Lambda捕获shared_ptr成员

Question

我有一个班级OpenGLRenderer，其成员mMemoryAllocator是std::shared_ptr<MemoryAllocator>。我将内存分配器保留在shared_ptr中的原因是因为即使下面返回的shared_ptr<Texture>比它的创建者OpenGLRenderer更长，如果我按值捕获它，MemoryAllocator实例仍然有效，因为它增加了引用计数：

std::shared_ptr<Texture> OpenGLRenderer::CreateTexture(TextureType textureType, const std::vector<uint8_t>& textureData, uint32_t textureWidth, uint32_t textureHeight, TextureFormat textureFormat)
{
    return std::shared_ptr<Texture>(mMemoryAllocator->AllocateObject<Texture>(
                                    textureData, textureWidth, textureHeight,
                                    textureFormat, textureType, mLogger), 
                                    [=](Texture* texture) { 
                                        mMemoryAllocator
                                         ->DeallocateObject<Texture>(texture); 
                                    });
}

......但是，它不起作用。

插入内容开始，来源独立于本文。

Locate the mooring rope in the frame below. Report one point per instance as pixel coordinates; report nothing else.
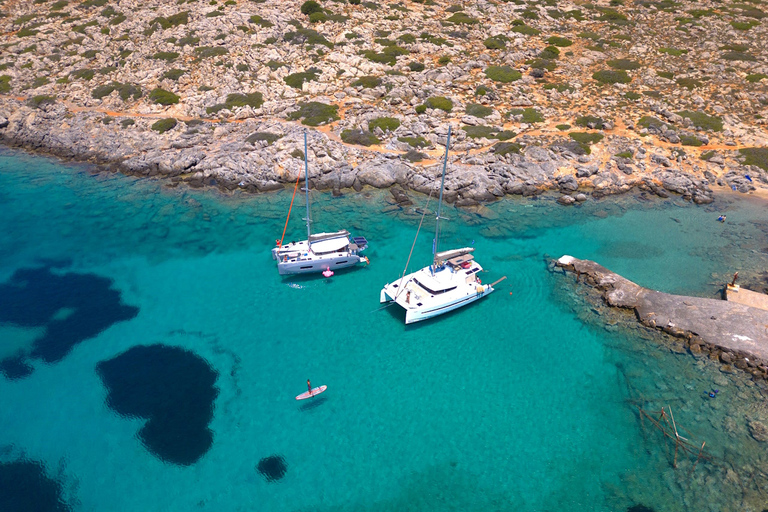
(423, 214)
(295, 188)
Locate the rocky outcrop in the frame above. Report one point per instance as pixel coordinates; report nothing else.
(731, 333)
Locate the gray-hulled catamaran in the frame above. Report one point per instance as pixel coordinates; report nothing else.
(450, 282)
(321, 252)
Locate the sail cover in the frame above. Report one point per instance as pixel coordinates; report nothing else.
(330, 244)
(453, 253)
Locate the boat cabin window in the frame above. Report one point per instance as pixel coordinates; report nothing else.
(434, 292)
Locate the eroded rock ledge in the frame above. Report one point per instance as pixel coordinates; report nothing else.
(731, 333)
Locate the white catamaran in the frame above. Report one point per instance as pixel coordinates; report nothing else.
(321, 252)
(450, 282)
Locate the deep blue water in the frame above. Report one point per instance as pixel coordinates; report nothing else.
(150, 354)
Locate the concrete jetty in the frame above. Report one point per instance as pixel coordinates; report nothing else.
(735, 334)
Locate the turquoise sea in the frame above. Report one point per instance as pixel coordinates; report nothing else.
(151, 355)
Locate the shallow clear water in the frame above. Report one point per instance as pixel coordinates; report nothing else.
(521, 401)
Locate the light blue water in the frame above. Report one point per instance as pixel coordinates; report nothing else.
(513, 403)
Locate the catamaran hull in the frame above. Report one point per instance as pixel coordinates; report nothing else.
(417, 315)
(318, 265)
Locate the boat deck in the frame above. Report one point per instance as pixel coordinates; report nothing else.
(746, 297)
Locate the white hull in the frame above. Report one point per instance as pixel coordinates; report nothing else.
(425, 295)
(299, 258)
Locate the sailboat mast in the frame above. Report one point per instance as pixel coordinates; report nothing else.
(306, 182)
(440, 202)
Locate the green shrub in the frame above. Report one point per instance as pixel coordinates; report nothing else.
(414, 156)
(585, 122)
(359, 137)
(367, 82)
(416, 142)
(738, 56)
(585, 139)
(258, 20)
(526, 30)
(296, 80)
(504, 148)
(477, 110)
(163, 97)
(259, 136)
(439, 102)
(26, 32)
(624, 64)
(5, 84)
(166, 56)
(610, 76)
(40, 101)
(755, 156)
(310, 6)
(528, 115)
(163, 125)
(253, 100)
(315, 113)
(549, 53)
(652, 122)
(461, 18)
(318, 17)
(188, 40)
(673, 51)
(612, 16)
(703, 121)
(85, 73)
(102, 90)
(744, 25)
(689, 140)
(562, 42)
(498, 42)
(387, 124)
(180, 18)
(688, 83)
(204, 52)
(549, 65)
(504, 74)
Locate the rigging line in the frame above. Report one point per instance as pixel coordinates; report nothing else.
(423, 214)
(295, 188)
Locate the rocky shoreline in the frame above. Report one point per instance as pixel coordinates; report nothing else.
(220, 155)
(583, 99)
(725, 332)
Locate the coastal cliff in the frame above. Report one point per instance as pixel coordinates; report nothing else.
(586, 99)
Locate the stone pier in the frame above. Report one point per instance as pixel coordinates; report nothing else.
(733, 333)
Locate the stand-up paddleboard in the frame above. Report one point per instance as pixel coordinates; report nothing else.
(309, 394)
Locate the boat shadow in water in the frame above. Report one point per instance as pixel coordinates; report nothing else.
(398, 313)
(313, 403)
(316, 277)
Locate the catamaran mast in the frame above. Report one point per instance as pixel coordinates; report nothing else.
(440, 203)
(306, 183)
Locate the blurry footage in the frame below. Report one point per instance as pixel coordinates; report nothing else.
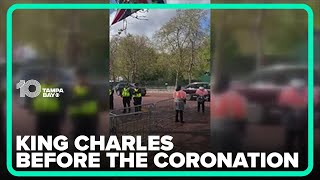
(261, 57)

如果OpenGLRenderer超出std::shared_ptr<Texture>之前的范围，则std::shared_ptr<MemoryAllocator>会被破坏，因此lambda表达式会变得疯狂。我做错了什么？

Answer 1

这种情况下的问题是lambdas不会捕获对象的成员，而是this指针。一个简单的解决方法是创建一个局部变量并绑定：

std::shared_ptr<Texture> 
OpenGLRenderer::CreateTexture(TextureType textureType, 
                              const std::vector<uint8_t>& textureData, 
                              uint32_t textureWidth, uint32_t textureHeight, 
                              TextureFormat textureFormat)

{
    std::shared_ptr<AllocatorType> allocator = mMemoryAllocator;
    return std::shared_ptr<Texture>(mMemoryAllocator->AllocateObject<Texture>(
                                    textureData, textureWidth, textureHeight,
                                    textureFormat, textureType, mLogger), 
                                    [=](Texture* texture) { 
                                        allocator
                                         ->DeallocateObject<Texture>(texture); 
                                    });
}